This section provides an overview of what apache-pig is, and why a developer might want to use it.
It should also mention any large subjects within apache-pig, and link out to the related topics. Since the Documentation for apache-pig is new, you may need to create initial versions of those related topics.
Requirements (r0.16.0)
Mandatory
As per current Apache-Pig
documentation it supports only Unix
& Windows
operating systems.
Optional
Download the latest Pig release
Download the latest version of pig from http://pig.apache.org/releases.html#Download
Installation
mkdir Pig
cd Downloads/
tar zxvf pig-(latest-version).tar.gz
tar zxvf pig-(latest-version).tar.gz
mv pig-(latest-version).tar.gz/* /home/Pig/
Configuration
After installing Apache Pig, we have to configure it.
Open the .bashrc file
vim ~/.bashrc
In the .bashrc file, set the following variables −
export PIG_HOME = /home/Pig
export PATH = PATH:/home/Pig/bin
save the file and reload bashrc again in the environment using
. ~/.bashrc
Verifying Pig version
pig –version
If the installation is successful, the above command displays the installed Pig version number.
Testing Pig Installation
pig -h
This should display all the possible commands associated with pig
Your pig is now installed locally and you can run it using local parameter like
pig -x local
Connecting to Hadoop
If Hadoop1.x or 2.x is Installed on the cluster and the HADOOP_HOME environment variable is setup.
you can connect pig to Hadoop by adding the line in the .bashrc like before
export PIG_CLASSPATH = $HADOOP_HOME/conf
Running Pig
Execution Modes
You can run Pig either using the pig
(bin/pig) command or by running jar
file (java -cp pig.jar)
PIG
scripts can be executed in 3 different modes:
Local Mode
pig -x local ...
Mapreduce Mode (default mode)
pig -x mapreduce ...
(or)
pig ...
Tez Local Mode
pig -x tez ...
Interactive Mode
Pig can be run in interactive mode using the Grunt
shell. Pig Latin statements and commands can be entered interactively in this shell.
Example
$ pig -x <mode> <enter>
grunt>
Mode
can be one of execution modes as explained in the previous section.
Batch Mode
Pig can also be executed in batch mode. Here a .pig
file containing a list of pig statements and commands is provided.
Example
$ pig -x <mode> <script.pig>
grunt>
Similarly Mode
can be one of execution modes as explained in the previous section.
Input file
Mary had a little lamb
its fleece was white as snow
and everywhere that Mary went
the lamb was sure to go.
Pig Word Count Code
-- Load input from the file named Mary, and call the single
-- field in the record 'line'.
input = load 'mary' as (line);
-- TOKENIZE splits the line into a field for each word.

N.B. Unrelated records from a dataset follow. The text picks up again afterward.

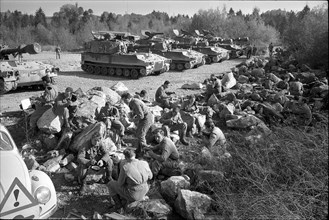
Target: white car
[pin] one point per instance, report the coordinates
(23, 194)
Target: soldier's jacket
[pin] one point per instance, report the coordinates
(166, 149)
(111, 111)
(171, 117)
(138, 108)
(160, 94)
(50, 94)
(93, 152)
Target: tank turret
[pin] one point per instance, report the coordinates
(18, 73)
(107, 54)
(199, 43)
(180, 58)
(6, 52)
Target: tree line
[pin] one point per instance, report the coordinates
(304, 33)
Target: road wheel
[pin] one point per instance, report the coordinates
(180, 67)
(143, 72)
(203, 61)
(4, 86)
(104, 70)
(134, 74)
(208, 60)
(118, 72)
(126, 73)
(90, 69)
(111, 71)
(172, 66)
(188, 66)
(97, 70)
(215, 59)
(84, 67)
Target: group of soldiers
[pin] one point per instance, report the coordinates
(127, 179)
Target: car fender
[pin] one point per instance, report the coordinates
(41, 179)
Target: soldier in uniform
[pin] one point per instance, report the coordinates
(111, 117)
(165, 156)
(215, 140)
(94, 154)
(143, 118)
(58, 52)
(45, 102)
(174, 121)
(62, 102)
(163, 97)
(132, 182)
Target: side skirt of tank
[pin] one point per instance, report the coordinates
(115, 70)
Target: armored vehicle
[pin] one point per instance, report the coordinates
(180, 58)
(187, 40)
(16, 73)
(107, 54)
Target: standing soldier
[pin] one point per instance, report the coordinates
(143, 118)
(270, 49)
(58, 52)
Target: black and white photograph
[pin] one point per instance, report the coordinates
(163, 109)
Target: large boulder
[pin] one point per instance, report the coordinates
(149, 209)
(243, 122)
(228, 80)
(82, 139)
(171, 186)
(50, 123)
(191, 204)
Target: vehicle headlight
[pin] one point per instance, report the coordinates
(42, 194)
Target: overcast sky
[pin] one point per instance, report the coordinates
(145, 7)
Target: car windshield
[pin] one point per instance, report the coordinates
(5, 143)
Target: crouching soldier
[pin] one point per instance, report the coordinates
(175, 122)
(132, 182)
(111, 117)
(215, 140)
(165, 156)
(94, 154)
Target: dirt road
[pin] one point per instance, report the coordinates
(72, 75)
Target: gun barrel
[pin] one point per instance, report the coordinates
(30, 49)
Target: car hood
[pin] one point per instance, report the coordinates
(11, 166)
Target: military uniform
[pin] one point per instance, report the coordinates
(166, 158)
(216, 138)
(92, 154)
(175, 122)
(145, 120)
(46, 102)
(296, 88)
(114, 115)
(132, 182)
(162, 97)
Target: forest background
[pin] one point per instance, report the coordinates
(303, 33)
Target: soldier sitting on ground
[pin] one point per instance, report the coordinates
(132, 182)
(44, 102)
(111, 117)
(174, 122)
(165, 156)
(162, 96)
(215, 140)
(94, 154)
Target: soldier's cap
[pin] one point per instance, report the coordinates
(69, 89)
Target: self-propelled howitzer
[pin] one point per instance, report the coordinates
(107, 55)
(16, 73)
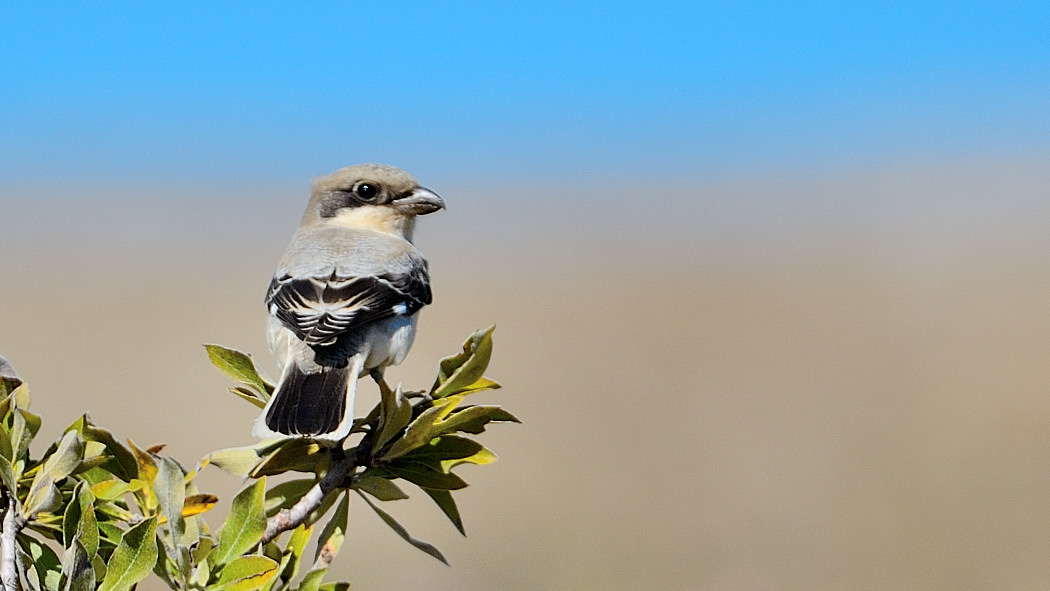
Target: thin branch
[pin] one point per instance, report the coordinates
(13, 524)
(336, 477)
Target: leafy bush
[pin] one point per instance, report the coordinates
(95, 513)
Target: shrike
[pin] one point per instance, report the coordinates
(344, 298)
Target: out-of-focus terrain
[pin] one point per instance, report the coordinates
(772, 384)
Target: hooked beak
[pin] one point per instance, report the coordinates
(419, 202)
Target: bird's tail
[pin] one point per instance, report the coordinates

-- flatten will take the collection of records returned by
-- TOKENIZE and produce a separate record for each one, calling the single
-- field in the record word.
words = foreach input generate flatten(TOKENIZE(line)) as word;
-- Now group them together by each word.
grpd = group words by word;
-- Count them.
cntd = foreach grpd generate group, COUNT(words);
-- Print out the results.
dump cntd;
Output
Mary,2
had,1
a,1
little,1
lamb,2
its,1
fleece,1
was,2
white,1
as,1
snow,1
and,1
everywhere,1
that,1
went,1
the,1
sure,1
to,1
go,1
Pig provides an engine for executing data flows in parallel on Hadoop. It includes a language, Pig Latin, for expressing these data flows. Pig Latin includes operators for many of the traditional data operations (join, sort, filter, etc.), as well as the ability for users to develop their own functions for reading, processing, and writing data. Pig is an Apache open source project. This means users are free to download it as source or binary, use it for themselves, contribute to it, and—under the terms of the Apache License—use it in their products and change it as they see fit.